Will the recent negative trend continue leading up to its next earnings release, or is Centene due for a breakout? Before we dive into how investors and analysts have reacted as of late, let's take a quick look at its most recent earnings report in order to get a better handle on the important drivers.
Centene’s Q2 Earnings Beat Estimates, Improve Y/Y
Centene delivered second-quarter 2019 adjusted earnings per share of $1.34, beating the Zacks Consensus Estimate by 8.1%. Also, the bottom line improved 48.9% year over year on the back of operational excellence and higher revenues.
For the second quarter, total revenues rose 29% to $18.4 billion from the year-ago period, primarily aided bythe Fidelis buyout, Health Insurance Marketplace business, expansions and new programs across many states in 2018 and 2019. Moreover, the top line surpassed the Zacks Consensus Estimate by nearly 2%. However, this upside was offset by the health insurer fee moratorium to some extent.
Quarterly Operational Update
As of Jun 30, 2019, managed care membership came in at 15 million, up 17% year over year.
Health Benefit Ratio (HBR) for the reported quarter was 86.7% compared with 85.7% in the prior-year period. This increase can be attributable to the Health Insurance Marketplace business.
Adjusted Selling, General & Administrative (SG&A) expense ratio was 9% for the second quarter of 2019 compared with 9.6% for the same period last year.
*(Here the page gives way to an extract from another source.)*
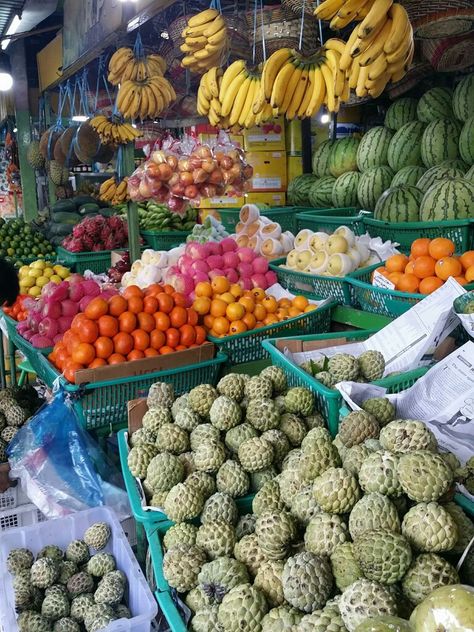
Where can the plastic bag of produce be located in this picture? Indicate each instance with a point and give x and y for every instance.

This contraction of 60 basis points year over year is due to the impact of the Fidelis Care acquisition.
Financial Update
As of Jun 30, 2019, the company's cash and cash equivalents totaled $6.8 billion, up 28.7% from the figure at 2018 end.
As of Jun 30, 2019, total assets were up by 11.2% year over year to $34.3 billion.
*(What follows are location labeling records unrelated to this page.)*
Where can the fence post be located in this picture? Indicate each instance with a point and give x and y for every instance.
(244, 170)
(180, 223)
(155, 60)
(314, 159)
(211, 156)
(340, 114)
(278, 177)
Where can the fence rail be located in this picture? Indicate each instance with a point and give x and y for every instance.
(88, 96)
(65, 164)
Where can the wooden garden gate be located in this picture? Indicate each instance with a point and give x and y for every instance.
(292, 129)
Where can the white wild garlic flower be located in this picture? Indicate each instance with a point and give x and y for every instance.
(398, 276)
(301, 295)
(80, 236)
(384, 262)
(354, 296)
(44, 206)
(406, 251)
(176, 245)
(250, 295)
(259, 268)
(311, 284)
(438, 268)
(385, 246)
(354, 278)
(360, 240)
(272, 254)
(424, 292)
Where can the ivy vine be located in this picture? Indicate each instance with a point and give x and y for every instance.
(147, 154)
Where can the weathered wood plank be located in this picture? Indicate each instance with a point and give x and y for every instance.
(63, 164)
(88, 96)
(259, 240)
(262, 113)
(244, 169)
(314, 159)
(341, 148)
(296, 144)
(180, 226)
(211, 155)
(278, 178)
Centene’s long-term debt summed $7 billion, up 6% year over year.
For the first half of 2019, cash outflow from operations was $2.2 billion, up 69.2% year over year.
2019 Outlook
Following solid second-quarter results, the company has revised its 2019 guidance.
It now expects revenues in the range of $73.6-$74.2 billion, up from the earlier projection of $72.8-73.6 billion.
Adjusted EPS is expected in the band of $4.29-$4.49, up from the $4.24-$4.44 range.
HBR is expected within 86.6-87.1%, up from 86.5-87%.
Adjusted SG & A expense ratio is estimated between 9.1% and 9.6%, better from the previous estimate of 9.3-9.8%.
Highlights
In June 2019, Centene and WellCare shareholders approved the pending buyout of WellCare Health Plans, Inc.
How Have Estimates Been Moving Since Then?
In the past month, investors have witnessed an upward trend in estimates review.
VGM Scores
Currently, Centene has a strong Growth Score of A, though it is lagging a lot on the Momentum Score front with a C. However, the stock was allocated a grade of A on the value side, putting it in the top 20% for this investment strategy.
Overall, the stock has an aggregate VGM Score of A. If you aren't focused on one strategy, this score is the one you should be interested in.
Outlook
Estimates have been trending upward for the stock, and the magnitude of this revision looks promising. It comes with little surprise Centene has a Zacks Rank #2 (Buy). We expect an above average return from the stock in the next few months.